60. One or more tangible, nontransitory computer-readable storage media having stored thereon executable instructions to instruct a processor circuit to:

compute, for a plurality of enterprise users, a plurality of user digital health scores based on respective protection statuses for a plurality of enterprise assets owned by respective users;

compute, for the enterprise, an overall enterprise security status score based on the plurality of user digital health scores;

graphically display to an enterprise administrator the overall enterprise security status score; and

present to the enterprise administrator a plurality of action recommendations to improve the overall enterprise security status score.

61. The one or more tangible, nontransitory computer-readable storage media of claim 60, wherein the enterprise is a small business.

62. The one or more tangible, nontransitory computer-readable storage media of claim 61, wherein the small business has fewer than 250 employees.

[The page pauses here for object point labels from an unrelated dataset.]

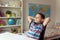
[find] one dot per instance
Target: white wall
(52, 3)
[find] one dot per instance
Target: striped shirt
(35, 30)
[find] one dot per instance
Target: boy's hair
(42, 15)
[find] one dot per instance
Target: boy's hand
(46, 21)
(30, 18)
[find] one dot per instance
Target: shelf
(9, 7)
(9, 17)
(10, 26)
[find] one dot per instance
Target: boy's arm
(46, 21)
(30, 18)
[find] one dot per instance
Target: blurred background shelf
(10, 7)
(10, 26)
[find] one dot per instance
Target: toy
(8, 13)
(2, 23)
(11, 21)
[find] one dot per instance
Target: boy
(37, 25)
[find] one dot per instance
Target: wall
(52, 3)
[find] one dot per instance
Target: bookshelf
(11, 14)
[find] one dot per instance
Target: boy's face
(38, 18)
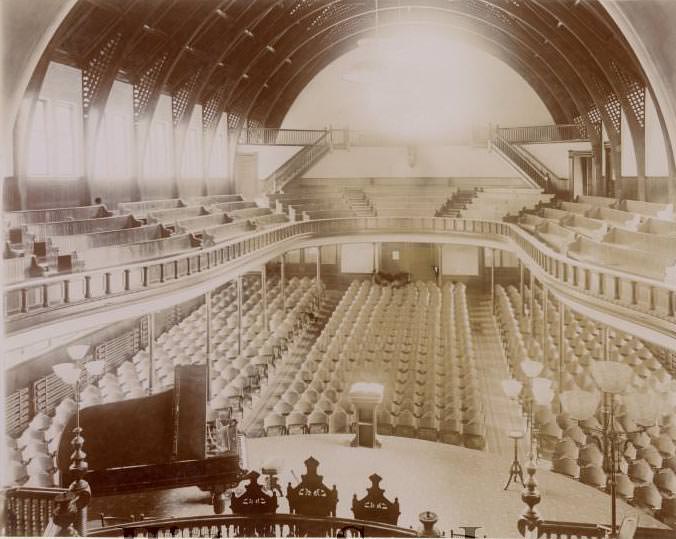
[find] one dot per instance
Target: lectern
(366, 397)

63. The one or more tangible, nontransitory computer-readable storage media of claim 60, wherein a user digital health score is further adjusted according to notional assets of the plurality of enterprise assets.

64. A computing device, personal to a user associated with a small business, comprising:

a processor circuit;

a memory, comprising personal data and business data; and

a small business security agent, comprising instructions stored on the memory to instruct the processor circuit to: compute an enterprise digital health score according to an observed presence of available protections for the business data; compute a personal digital health score according to an observed presence of available protections for the personal data; send to the small business the enterprise digital health score; and display to the user the personal digital health score, along with actionable factors that affect the personal digital health score.

65. The computing device of claim 64, wherein the small business security agent further comprises instructions to receive from a small business administrator an action directive to improve the enterprise digital health score, and to carry out the action directive on the computing device.